OPNsense Forum

Archive => 23.7 Legacy Series => Topic started by: jenix on January 21, 2024, 04:53:14 PM

Title: DEC840: Extremly slow boot after 23.7.12 / 24.1 upgrade
Post by: jenix on January 21, 2024, 04:53:14 PM
EDIT: I adjusted the topic, as I now believe my initial assumptions (device freezes during boot) are wrong, instead the boot process is extremely slow (around 30 minutes). I suspect the culprit to be either my configuration or the config migration. Please see my latest post (https://forum.opnsense.org/index.php?topic=38266.msg188463#msg188463) for more details.

Initial Post:
So the upgrade to 23.7.12 bricks my DEC840 firewall. I can reproduce the issue as it happened 3 times in a row (initial upgrade, after the fresh installation and once again to verify).
The installation of the upgrades completes, but there seems to be an issue when syncing the filesystem during the shutdown. Console output reads:
Waiting (max 60 seconds) for system process `vnlru' to stop... done
Waiting (max 60 seconds) for system process `syncer' to stop...
Syncing disks, vnodes remaining... 6 fsync: giving up on dirty (error = 35) 0xfffff800017f73d0: type VCHR
    usecount 1, writecount 0, refcount 435 seqc users 0 rdev 0xfffff80001785000
    hold count flags ()
    flags ()
    v_object 0xfffff800017e4e70 ref 0 pages 12163 cleanbuf 432 dirtybuf 1
    lock type mntfs: EXCL by thread 0xfffffe00917dee40 (pid 16, syncer, tid 100092)
3 2 0 0 done
All buffers synced.


Then after the reboot, the system gets stuck after enabling the interfaces:
uart0: <8250 or 16450 or compatible> port 0x3f8-0x3ff irq 3 flags 0x10 on acpi0
hwpstate0: <Cool`n'Quiet 2.0> on cpu0
Timecounter "TSC" frequency 2096061312 Hz quality 1000
Timecounters tick every 1.000 msec
Trying to mount root from ufs:/dev/ada0p2 [rw]...
ugen0.1: <AMD XHCI root HUB> at usbus0
uhub0 on usbus0
uhub0: <AMD XHCI root HUB, class 9/0, rev 3.00/1.00, addr 1> on usbus0
ada0 at ahcich0 bus 0 scbus0 target 0 lun 0
ada0: <TS256GMTS952T2 02J0T4GB> ACS-2 ATA SATA 3.x device
ada0: Serial Number G752440056
ada0: 600.000MB/s transfers (SATA 3.x, UDMA6, PIO 1024bytes)
ada0: Command Queueing enabled
ada0: 244198MB (500118192 512 byte sectors)
uhub0: 8 ports with 8 removable, self powered
ax1: Link is UP - 10Gbps/Full - flow control off
ax1: link state changed to UP
ax0: Link is UP - 10Gbps/Full - flow control off
ax0: link state changed to UP


After that, changes to the interfaces are detected (showing "Link us UP" / "Link is DOWN" when plugging cables in / out), but the system never continues the boot. Both Safe Mode and Single User Mode get stuck at the same stage.
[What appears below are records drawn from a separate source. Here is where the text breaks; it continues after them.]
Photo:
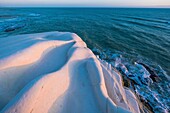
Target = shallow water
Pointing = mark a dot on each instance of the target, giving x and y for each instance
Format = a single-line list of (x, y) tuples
[(130, 35)]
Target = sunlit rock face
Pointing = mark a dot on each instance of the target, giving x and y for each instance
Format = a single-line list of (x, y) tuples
[(55, 72)]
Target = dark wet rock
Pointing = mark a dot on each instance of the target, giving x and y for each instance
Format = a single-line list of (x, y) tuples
[(153, 74)]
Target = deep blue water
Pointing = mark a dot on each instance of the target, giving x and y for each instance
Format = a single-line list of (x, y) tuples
[(137, 35)]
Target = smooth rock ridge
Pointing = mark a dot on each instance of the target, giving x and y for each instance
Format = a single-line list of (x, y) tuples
[(55, 72)]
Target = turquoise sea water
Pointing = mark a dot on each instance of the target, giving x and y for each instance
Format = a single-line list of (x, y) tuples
[(133, 35)]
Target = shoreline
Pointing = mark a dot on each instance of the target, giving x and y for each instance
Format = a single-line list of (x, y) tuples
[(52, 71)]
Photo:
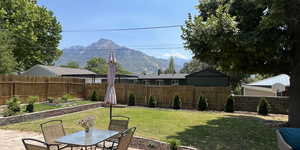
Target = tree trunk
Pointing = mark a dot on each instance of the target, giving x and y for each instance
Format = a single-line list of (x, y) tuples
[(294, 101), (293, 20)]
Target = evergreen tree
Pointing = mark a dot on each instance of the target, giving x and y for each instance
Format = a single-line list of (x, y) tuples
[(171, 66)]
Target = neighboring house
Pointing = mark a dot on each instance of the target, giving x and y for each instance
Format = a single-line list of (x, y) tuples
[(54, 71), (267, 87), (206, 78), (162, 79)]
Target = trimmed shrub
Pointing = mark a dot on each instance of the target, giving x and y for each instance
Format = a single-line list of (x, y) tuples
[(31, 100), (14, 104), (177, 102), (202, 103), (229, 106), (152, 102), (8, 112), (131, 100), (263, 107), (174, 144), (13, 107), (94, 96), (51, 100), (65, 98)]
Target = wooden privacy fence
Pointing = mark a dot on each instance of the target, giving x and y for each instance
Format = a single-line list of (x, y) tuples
[(165, 94), (24, 86), (44, 87)]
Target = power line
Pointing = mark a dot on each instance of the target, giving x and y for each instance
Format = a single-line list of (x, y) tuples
[(124, 29)]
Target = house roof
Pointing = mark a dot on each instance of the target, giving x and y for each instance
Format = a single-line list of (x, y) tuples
[(163, 76), (65, 71), (207, 73), (282, 78)]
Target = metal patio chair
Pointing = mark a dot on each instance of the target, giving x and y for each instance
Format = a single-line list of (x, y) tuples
[(123, 140), (33, 144), (52, 130)]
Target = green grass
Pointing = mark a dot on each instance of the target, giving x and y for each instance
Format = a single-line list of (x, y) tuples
[(204, 130), (43, 107)]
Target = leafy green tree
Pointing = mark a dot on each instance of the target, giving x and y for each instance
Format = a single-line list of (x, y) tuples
[(7, 60), (100, 66), (171, 66), (35, 30), (159, 71), (251, 37), (97, 65), (194, 66), (71, 64)]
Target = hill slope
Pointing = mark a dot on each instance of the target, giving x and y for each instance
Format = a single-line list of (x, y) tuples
[(132, 60)]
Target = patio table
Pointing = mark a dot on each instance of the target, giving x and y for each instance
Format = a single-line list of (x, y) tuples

The only solution for me was to reinstall opnsense 23.7 via USB. But as mentioned above, trying to upgrade the fresh install results in the same issue.

I'm not sure what more info I can provide to this issue. Please let me know if I can contribute logs or additional information.
As this is my primary firewall, testing upgrades is difficult (but not impossible if needs be).

Any ideas, what the issue is and how I can solve it?
Thanks already and kind regards

Jens
Title: Re: 23.7.12 upgrade bricks my DEC840
Post by: dmurphy on January 24, 2024, 03:49:52 AM
Are you using the "VGA" or "Serial" version of the OPNsense image to start with?

I had similar issues using the VGA image ... had to use serial, and then I didn't get those same hangs.

I already had a USB key made up for a different box with the VGA image .. didn't think twice about it, but made a tremendous difference.
Title: Re: 23.7.12 upgrade bricks my DEC840
Post by: jenix on January 24, 2024, 06:10:25 AM
Thanks for the reply. My initial installation was the one that the hardware came with (about 2 years ago), converted to community edition once the subscription ended. I then reinstalled with the serial version which gave me the observed error.
Title: Re: 23.7.12 upgrade bricks my DEC840
Post by: dmurphy on January 26, 2024, 07:58:15 PM
Quote from: dmurphy on January 24, 2024, 03:49:52 AM
Are you using the "VGA" or "Serial" version of the OPNsense image to start with?

I had similar issues using the VGA image ... had to use serial, and then I didn't get those same hangs.

I already had a USB key made up for a different box with the VGA image .. didn't think twice about it, but made a tremendous difference.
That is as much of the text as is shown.